Pei Lu et al. reported the success and complications of early semirigid URS, and they found a post-operative rise in WBC [23]. Yue Wu et al. provided safe paravertebral block anesthesia for patients undergoing URSL, and they found a serum creatinine increase after surgery [24]. In our study, WBC and CREA got decreased after surgery in some patients who had obstructed their urinary system while others got increased. As a result, the overall WBC was higher than preoperation in two groups. The overall CREA in TIUA group was increased while it was decreased in SA group. The results are mainly caused by the operation involved in urinary system and stress reaction. In our experience, we preventively use antibiotic to lower the risk associated with septicopyemia.
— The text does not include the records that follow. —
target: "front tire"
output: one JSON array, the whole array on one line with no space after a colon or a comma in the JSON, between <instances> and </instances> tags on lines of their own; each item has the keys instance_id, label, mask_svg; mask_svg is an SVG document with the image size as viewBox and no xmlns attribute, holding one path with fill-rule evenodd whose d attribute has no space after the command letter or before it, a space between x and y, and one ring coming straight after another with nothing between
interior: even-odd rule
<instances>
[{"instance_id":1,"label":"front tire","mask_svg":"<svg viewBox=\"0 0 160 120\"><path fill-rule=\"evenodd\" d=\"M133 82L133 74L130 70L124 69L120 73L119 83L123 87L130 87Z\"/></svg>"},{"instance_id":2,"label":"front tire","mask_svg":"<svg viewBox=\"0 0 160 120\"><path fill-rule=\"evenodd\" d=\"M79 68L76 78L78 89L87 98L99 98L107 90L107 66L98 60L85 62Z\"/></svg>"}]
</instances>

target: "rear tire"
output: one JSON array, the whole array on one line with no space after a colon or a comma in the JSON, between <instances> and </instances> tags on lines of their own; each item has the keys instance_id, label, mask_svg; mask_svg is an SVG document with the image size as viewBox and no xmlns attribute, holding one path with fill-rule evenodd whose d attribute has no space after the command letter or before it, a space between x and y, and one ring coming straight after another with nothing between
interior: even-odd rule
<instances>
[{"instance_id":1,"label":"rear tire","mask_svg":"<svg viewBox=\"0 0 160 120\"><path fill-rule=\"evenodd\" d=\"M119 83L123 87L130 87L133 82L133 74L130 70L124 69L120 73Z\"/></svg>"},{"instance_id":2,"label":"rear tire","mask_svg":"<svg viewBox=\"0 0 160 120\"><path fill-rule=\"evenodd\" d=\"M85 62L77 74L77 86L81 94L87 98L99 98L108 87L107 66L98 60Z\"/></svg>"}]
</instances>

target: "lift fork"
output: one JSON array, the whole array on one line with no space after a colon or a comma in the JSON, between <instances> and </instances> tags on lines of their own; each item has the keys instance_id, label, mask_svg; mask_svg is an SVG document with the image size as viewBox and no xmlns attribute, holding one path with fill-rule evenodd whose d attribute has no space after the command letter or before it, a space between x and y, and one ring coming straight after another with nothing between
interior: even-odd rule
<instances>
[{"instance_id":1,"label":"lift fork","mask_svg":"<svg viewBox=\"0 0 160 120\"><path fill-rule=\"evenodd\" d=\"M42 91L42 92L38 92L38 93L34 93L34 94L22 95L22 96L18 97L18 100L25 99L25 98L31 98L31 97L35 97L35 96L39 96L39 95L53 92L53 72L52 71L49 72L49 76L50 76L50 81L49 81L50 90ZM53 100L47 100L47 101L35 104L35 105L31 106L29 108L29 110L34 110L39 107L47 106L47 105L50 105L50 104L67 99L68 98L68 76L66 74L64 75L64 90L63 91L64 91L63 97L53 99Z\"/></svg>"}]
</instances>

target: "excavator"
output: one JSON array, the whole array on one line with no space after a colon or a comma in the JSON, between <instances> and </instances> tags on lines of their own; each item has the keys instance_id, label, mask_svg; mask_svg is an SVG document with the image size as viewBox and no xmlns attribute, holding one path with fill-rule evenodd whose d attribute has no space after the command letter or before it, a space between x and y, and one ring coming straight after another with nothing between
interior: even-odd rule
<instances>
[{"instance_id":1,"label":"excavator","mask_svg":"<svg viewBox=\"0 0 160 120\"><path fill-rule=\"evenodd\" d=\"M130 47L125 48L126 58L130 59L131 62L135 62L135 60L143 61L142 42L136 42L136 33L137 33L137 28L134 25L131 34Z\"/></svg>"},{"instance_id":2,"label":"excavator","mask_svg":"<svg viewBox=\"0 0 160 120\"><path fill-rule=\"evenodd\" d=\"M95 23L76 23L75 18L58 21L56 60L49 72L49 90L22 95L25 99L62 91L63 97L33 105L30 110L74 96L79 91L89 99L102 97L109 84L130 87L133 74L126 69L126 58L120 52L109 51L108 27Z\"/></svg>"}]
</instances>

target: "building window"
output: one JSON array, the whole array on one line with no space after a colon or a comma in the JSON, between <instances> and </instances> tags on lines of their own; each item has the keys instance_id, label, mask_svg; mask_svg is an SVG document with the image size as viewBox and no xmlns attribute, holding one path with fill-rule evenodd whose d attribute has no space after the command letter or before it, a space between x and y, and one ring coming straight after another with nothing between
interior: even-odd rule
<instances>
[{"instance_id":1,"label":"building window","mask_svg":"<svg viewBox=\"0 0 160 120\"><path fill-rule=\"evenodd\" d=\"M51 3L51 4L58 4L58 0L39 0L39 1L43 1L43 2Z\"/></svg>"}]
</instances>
The burden of stones coupled with the advent of new technologies has largely contributed to the higher global medical costs of treating urolithiasis. Many patients require retreatment after surgery to remove urinary stones. The cost of URS remains low and is particularly important in developing countries. Each treatment modality has unique associated costs. In our TIUA group, the treatment cost was significantly more cheaper than SA group. Furthermore, the SA group anesthesia costs was approximately expensive than the local anesthesia. The application of local anesthesia for lower and middle ureteral stones has significant advantage in terms of economic burden.

Although only 22 patients were enrolled, this study is to our knowledge the first to retrospectively evaluated the efficiency and complications associated with the 4.5/6.5 Fr ureteral lithotripsy procedure under the TIUA. In this study, we increased preoperative medication to decrease the possibility of intraoperative alterations to the anesthesia method. Thus the results may be considered effective.

There exist some inadequacies in our study. First, the study was a retrospective design and the number of patients was limited. Second, our study is more suitable for stones in the lower ureter. While the stone is located in the upper ureter, there is a risk of the stone drifting into the renal pelvis during lithotripsy, our method is not able to meet the accident. Thirdly, the advantages and disadvantages of each surgical approach were explained to each patient preoperatively. Because female urethra is short and straight compared to the male, they were more durable. And male patients prefer SA. It contributed to the fact that our study had a smaller sample of men. Further studies on a larger sample of men need to be studied.

Conclusion

Our study showed that both TIUA and SA are able to successfully implement the treatment of ureteral calculi with high SFR and lower complication. Moreover, local anesthesia showed a comparable result in VAS and operative time. In terms of patient admission, waiting time for surgery, anesthesia time, anesthesia cost, post-operative time out of bed, post-operative complications, and overall cost, local anesthesia was a better choice especially for women.